Find the coefficient of $x^{32}$ in $(x^3 +x^4 +x^5 +x^6 +x^7)^7$

Question

I don't understand the explanation in the book and why the final answer looks the way it does. I know I am supposed to factor and it will equal to $(x^3(1+x+\cdots+x^4))^7$. But after that, I am really confused about what happens. Can someone explain this problem step by step. Thank you!

Answer 1

A strategy for solving problems like this one is to try to rewrite the expression as the quotient of a polynomial in $x$ and some power of $1-x$. You can then use either Newton’s generalized binomial theorem or the identity $${1\over(1-s)^{k+1}} = \sum_{n=0}^\infty \binom{n+k}k s^n$$ to expand the denominator as a power series and write the coefficient that you seek as a linear combination of a small number of binomial coefficients.
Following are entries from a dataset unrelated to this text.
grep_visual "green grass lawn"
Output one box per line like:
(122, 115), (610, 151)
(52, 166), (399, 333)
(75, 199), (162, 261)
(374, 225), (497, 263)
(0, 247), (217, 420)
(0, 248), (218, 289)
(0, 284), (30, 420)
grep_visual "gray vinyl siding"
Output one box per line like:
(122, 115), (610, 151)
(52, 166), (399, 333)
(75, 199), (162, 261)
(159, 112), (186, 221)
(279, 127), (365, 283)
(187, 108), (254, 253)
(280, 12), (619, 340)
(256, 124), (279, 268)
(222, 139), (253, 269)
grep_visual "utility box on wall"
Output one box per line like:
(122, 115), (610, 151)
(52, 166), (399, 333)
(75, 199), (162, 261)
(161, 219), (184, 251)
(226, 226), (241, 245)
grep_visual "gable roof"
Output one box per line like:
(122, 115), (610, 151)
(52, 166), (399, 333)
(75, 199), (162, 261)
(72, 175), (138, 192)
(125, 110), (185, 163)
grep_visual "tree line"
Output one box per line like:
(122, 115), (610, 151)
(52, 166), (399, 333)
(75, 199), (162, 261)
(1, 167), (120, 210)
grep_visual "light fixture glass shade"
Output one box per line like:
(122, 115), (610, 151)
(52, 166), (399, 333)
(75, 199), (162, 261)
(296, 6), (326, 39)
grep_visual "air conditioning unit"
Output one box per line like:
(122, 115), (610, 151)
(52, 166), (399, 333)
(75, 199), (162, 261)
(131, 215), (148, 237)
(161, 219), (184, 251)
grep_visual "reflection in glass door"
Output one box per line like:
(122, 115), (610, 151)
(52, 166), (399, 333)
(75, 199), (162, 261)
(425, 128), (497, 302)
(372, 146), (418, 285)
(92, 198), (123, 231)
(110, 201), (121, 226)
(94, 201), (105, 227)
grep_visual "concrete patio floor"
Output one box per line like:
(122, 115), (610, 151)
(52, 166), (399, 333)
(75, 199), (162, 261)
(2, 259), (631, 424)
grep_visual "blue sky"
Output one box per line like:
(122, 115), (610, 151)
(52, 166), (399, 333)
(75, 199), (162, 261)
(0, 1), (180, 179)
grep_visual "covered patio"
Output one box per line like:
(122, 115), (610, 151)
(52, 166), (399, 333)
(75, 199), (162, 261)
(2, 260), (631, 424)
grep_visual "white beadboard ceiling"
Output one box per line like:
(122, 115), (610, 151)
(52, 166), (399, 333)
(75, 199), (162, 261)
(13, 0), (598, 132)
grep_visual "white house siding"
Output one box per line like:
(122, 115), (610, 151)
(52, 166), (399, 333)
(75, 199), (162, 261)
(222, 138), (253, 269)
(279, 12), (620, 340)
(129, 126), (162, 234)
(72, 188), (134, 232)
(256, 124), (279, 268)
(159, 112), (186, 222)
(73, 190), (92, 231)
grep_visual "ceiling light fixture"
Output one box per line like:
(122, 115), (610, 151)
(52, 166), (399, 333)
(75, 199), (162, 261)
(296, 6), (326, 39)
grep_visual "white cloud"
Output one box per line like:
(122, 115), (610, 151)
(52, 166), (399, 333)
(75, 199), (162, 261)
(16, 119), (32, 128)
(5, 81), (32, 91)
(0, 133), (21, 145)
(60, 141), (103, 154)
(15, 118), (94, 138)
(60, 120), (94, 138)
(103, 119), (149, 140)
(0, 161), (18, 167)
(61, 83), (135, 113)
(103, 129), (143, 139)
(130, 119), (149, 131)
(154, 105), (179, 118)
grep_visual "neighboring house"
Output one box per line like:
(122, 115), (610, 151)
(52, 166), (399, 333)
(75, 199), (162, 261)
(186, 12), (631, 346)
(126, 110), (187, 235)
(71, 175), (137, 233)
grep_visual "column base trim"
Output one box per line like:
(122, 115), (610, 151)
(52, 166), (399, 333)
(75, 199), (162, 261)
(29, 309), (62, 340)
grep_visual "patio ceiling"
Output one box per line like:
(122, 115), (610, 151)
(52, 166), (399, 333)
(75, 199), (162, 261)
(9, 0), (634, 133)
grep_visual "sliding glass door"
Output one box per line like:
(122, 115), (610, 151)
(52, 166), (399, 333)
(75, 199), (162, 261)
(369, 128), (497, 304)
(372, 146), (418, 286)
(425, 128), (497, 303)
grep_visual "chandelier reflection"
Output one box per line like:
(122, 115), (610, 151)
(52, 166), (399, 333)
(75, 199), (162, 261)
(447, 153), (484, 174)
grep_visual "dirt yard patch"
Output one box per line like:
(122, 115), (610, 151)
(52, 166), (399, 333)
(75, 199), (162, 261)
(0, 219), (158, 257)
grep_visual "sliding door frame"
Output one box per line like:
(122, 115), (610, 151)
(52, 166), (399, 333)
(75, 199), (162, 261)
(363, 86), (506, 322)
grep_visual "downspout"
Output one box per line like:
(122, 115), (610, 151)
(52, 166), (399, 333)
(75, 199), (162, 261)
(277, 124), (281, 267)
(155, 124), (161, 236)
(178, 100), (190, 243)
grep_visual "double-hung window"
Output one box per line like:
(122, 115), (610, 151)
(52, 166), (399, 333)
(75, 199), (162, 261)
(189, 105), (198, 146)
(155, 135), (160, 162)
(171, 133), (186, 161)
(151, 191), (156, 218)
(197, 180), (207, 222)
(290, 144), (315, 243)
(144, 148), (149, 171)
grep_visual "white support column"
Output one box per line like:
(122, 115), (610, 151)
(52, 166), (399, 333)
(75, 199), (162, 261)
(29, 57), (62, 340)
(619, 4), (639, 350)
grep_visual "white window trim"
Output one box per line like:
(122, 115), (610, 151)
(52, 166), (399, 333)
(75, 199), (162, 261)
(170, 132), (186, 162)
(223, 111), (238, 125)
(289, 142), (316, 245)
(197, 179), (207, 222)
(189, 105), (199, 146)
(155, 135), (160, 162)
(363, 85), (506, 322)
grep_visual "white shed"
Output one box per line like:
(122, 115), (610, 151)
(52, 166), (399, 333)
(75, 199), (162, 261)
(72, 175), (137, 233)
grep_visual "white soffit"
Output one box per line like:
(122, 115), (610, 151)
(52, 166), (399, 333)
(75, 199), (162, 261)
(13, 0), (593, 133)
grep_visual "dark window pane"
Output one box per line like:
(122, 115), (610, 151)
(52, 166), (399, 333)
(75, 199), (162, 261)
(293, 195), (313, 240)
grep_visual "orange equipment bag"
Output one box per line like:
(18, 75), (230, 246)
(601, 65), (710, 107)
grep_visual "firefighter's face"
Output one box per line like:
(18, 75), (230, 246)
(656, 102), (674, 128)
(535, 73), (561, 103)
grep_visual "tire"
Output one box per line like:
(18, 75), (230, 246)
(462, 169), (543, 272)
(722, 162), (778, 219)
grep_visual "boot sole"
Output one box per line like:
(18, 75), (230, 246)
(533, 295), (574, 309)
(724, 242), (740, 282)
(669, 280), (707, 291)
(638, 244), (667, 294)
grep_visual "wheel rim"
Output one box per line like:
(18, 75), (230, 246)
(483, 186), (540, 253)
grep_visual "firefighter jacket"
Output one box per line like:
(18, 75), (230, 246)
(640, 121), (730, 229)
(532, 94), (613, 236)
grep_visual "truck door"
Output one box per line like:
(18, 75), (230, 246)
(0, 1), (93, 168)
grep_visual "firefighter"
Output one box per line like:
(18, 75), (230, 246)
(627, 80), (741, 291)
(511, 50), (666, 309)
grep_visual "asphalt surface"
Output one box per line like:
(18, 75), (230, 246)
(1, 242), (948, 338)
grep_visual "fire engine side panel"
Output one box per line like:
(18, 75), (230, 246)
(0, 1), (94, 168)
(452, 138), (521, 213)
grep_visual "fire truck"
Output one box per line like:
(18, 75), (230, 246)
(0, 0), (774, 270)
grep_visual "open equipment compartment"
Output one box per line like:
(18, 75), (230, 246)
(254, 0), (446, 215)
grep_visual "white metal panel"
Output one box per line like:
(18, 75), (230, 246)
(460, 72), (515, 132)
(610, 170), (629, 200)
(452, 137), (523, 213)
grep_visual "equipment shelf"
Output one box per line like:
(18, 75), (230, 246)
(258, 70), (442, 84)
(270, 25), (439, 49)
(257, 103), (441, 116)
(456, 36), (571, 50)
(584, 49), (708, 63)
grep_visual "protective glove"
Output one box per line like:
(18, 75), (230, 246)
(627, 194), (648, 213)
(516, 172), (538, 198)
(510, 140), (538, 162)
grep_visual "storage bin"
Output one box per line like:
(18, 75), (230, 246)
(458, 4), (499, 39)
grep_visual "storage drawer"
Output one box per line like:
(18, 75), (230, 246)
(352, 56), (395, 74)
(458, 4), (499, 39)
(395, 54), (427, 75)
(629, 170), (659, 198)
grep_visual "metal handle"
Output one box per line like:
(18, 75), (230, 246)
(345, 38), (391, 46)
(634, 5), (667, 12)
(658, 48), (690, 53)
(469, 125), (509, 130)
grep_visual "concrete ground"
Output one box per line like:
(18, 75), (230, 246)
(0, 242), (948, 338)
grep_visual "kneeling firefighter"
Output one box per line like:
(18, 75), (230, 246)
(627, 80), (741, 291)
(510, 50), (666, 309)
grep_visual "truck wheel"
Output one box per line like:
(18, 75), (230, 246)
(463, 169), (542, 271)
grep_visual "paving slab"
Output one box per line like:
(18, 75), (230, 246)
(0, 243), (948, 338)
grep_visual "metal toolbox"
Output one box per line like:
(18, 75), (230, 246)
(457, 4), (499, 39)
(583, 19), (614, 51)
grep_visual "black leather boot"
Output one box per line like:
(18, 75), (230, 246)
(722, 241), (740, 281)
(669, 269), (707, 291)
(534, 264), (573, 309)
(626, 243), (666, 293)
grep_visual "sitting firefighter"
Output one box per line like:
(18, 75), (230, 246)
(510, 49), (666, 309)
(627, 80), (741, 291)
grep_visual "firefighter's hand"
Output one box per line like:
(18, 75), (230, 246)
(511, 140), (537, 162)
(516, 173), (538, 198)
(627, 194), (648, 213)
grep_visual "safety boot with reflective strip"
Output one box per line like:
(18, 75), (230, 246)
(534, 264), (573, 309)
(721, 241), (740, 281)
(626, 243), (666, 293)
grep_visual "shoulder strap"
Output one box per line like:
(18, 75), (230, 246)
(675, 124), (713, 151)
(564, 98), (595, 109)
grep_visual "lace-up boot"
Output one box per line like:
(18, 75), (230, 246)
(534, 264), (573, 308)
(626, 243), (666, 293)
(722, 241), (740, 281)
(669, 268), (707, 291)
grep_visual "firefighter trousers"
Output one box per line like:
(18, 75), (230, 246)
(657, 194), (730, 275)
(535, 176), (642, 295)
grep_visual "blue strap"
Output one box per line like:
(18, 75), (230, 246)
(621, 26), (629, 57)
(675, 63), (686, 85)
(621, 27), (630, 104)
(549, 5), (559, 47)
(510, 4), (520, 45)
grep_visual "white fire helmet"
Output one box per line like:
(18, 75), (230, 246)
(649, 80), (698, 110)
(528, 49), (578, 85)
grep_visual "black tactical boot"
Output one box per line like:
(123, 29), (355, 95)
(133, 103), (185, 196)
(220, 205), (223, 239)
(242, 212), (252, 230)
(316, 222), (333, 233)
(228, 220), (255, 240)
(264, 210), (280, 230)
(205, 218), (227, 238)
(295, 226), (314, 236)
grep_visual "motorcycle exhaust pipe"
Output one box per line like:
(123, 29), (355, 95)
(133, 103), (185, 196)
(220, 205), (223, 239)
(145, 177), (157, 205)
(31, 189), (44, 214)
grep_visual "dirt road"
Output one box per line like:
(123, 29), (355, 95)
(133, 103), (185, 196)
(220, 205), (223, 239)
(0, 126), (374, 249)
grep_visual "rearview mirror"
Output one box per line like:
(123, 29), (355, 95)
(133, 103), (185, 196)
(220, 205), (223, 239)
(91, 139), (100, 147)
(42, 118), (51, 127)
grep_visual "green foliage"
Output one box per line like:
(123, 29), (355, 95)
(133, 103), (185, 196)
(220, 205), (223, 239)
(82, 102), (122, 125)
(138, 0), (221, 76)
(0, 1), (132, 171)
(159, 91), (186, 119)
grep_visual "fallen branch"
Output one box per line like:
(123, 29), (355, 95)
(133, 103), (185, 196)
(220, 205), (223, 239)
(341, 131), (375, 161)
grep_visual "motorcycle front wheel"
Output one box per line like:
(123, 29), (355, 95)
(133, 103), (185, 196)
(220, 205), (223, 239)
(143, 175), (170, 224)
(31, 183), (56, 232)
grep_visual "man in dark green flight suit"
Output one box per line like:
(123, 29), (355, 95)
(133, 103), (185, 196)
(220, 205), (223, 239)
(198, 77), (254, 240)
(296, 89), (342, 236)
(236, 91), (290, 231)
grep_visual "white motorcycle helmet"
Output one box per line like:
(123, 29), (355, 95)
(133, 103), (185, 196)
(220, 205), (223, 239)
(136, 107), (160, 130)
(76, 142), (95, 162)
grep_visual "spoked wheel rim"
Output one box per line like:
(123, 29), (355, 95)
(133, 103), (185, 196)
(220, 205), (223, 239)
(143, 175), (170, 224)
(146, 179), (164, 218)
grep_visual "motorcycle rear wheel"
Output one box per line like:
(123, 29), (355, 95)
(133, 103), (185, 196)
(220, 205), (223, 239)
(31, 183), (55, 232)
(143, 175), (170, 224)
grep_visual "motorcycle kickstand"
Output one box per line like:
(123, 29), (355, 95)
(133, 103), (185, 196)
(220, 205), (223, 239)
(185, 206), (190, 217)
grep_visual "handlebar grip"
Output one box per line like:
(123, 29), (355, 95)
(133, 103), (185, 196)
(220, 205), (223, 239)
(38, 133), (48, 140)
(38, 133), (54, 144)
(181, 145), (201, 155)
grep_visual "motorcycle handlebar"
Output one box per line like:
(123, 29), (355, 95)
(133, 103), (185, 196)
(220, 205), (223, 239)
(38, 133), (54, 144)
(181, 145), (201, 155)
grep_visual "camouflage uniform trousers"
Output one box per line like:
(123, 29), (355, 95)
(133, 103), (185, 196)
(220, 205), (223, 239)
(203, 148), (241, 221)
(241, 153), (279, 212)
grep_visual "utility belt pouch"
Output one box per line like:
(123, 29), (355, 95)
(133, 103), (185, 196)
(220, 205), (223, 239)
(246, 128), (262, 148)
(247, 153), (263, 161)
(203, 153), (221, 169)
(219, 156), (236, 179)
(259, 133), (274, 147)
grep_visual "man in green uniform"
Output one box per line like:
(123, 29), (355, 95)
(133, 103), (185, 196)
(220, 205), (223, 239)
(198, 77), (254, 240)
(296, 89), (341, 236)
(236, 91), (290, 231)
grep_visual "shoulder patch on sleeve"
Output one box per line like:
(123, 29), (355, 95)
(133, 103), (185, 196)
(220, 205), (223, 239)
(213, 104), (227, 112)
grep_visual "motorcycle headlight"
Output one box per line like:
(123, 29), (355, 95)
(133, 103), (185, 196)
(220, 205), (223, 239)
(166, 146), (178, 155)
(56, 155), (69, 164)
Before plunging into the calculations, a handy bit of notation: $[x^n]f(x)$ stands for “the coefficient of $x^n$ in the power series for $f(x)$.” The brackets “absorb” powers of $x$, that is, $[x^n]x^mf(x) = [x^{n-m}]f(x)$. Basically, pulling out a factor of $x^m$ lets you reduce the exponent in the bracket—the coefficients are shifted down $m$ places in what remains. Diving right in, then,

$$\begin{align} [x^{32}](x^3+x^4+x^5+x^6+x^7)^7 &= [x^{32}]\left(x^3(1+x+x^2+x^3+x^4)\right)^7 \\ &= [x^{32}]x^{21}(1+x+x^2+x^3+x^4)^7 \\ &= [x^{11}](1+x+x^2+x^3+x^4)^7 \\ &= [x^{11}]\left({1-x^5 \over 1-x}\right)^7 \\ &= [x^{11}]{\binom70-\binom71x^5+\binom72x^{10}-\dots \over (1-x)^7} \\ &= \binom70[x^{11}]{1\over(1-x)^7} - \binom71[x^6]{1\over(1-x)^7} + \binom72[x]{1\over(1-x)^7} \\ &= \binom70\binom{17}6 - \binom71\binom{12}6 + \binom72\binom{7}6 \\ &= 6055.\end{align}$$

The absorption rule is used in lines 3 and 6. When expanding the numerator using the binomial theorem in line five, we can ignore all terms that involve powers of $x$ greater than $11$ since they won’t contribute anything to the final result.